# Fixed or Variable for a new mortgage today?



## rcourtna (Oct 24, 2009)

In the past I've read that, on average, variable rate mortgages end up being more attractive than fixed rate mortgages. This prompted me to switch my fixed mortgage to a variable one. This was before the financial crisis.

Looking back, I made the right decision at the time. My mortgage rate kept sliding and today it is at 1.5%. My secured line of credit is at 2.25%.

Now I have to make another decision. I'm going to run up my line of credit to $80K for home renovations. I'll then get a mortgage to pay it off. 

Now the impossible question. Assuming that rates are at an all-time low today, should I negotiate a fixed mortgage, or another variable one? What would you do?


----------



## osc (Oct 17, 2009)

Variable. The best rate right now is Prime - 0.25% (2.00%). If you wait a few months you'll most likely get lower than that (probably Prime - 0.50%).


----------



## firsttimehomebuyertips (Oct 3, 2009)

rcourtna,

Your line of credit is at 2.25% so why not keep the eventual $80K at that rate?
That way you can have a low variable rate and be able to pay off as much as you like. Without having to pay penalties.


----------



## Berubeland (Sep 6, 2009)

Can't you get variable rate and lock it in anytime? I think you have that option with variable rate mortgages.


----------



## Jon202 (Apr 14, 2009)

Berubeland said:


> Can't you get variable rate and lock it in anytime? I think you have that option with variable rate mortgages.

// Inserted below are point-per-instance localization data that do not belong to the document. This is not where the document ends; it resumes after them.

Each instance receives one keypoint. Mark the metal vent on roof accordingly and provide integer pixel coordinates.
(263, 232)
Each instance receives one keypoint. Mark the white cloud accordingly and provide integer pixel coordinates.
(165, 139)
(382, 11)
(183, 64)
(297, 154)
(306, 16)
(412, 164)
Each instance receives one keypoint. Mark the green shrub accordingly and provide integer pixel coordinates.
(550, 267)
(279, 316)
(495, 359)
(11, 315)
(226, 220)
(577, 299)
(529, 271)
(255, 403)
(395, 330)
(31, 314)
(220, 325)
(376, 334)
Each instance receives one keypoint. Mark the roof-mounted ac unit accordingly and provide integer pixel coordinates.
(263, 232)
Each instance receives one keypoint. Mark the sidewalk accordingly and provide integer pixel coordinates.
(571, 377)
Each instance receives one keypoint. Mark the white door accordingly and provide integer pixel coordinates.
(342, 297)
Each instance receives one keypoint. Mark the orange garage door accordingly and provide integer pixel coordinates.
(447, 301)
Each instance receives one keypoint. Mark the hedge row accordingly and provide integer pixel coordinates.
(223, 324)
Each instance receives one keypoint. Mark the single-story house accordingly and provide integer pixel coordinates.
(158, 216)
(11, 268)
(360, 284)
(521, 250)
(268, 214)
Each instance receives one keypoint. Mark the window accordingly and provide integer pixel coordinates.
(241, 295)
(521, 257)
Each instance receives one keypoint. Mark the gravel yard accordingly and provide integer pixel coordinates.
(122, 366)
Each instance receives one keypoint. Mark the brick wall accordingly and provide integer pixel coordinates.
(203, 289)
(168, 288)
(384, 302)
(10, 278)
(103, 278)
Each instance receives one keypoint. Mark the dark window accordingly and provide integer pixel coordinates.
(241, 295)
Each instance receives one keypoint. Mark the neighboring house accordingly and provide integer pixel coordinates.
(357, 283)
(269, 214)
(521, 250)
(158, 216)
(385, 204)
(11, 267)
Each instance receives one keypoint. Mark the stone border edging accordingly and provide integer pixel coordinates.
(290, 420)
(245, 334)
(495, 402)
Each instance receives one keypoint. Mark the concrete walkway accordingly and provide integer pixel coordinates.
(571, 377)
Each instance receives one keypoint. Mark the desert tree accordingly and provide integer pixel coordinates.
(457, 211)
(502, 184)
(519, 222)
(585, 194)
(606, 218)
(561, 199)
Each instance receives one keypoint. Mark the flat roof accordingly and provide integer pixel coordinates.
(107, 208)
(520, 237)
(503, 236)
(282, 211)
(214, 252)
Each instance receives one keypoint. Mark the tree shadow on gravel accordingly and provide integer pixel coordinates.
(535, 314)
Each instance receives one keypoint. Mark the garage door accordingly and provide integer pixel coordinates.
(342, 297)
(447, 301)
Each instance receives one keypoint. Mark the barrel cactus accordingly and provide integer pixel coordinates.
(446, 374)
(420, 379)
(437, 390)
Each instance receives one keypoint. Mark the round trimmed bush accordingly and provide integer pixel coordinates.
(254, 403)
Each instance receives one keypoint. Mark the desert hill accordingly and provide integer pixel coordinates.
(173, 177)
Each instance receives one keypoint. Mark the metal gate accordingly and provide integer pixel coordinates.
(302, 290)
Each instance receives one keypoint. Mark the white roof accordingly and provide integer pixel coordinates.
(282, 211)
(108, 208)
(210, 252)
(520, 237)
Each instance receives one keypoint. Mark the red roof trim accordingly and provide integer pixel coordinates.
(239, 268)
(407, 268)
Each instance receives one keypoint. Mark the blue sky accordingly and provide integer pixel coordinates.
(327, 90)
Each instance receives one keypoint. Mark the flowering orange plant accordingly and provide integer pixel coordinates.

No, that would be an open VRM, whereas most are closed VRM's for 5 years.


----------



## Gregreid (Oct 26, 2009)

Can I ask who you have your prime + 0 % HELOC with? I thought TD was the last to increase their credit lines to prime +1% effective November.


----------



## Shayne (Apr 3, 2009)

Berubeland said:


> Can't you get variable rate and lock it in anytime? I think you have that option with variable rate mortgages.


Yes you can.


----------



## canadianbanks (Jun 5, 2009)

You are not asking the right question . The right question should be - Would you be able to afford your debt if/when interest rates go back to 6-7%?


----------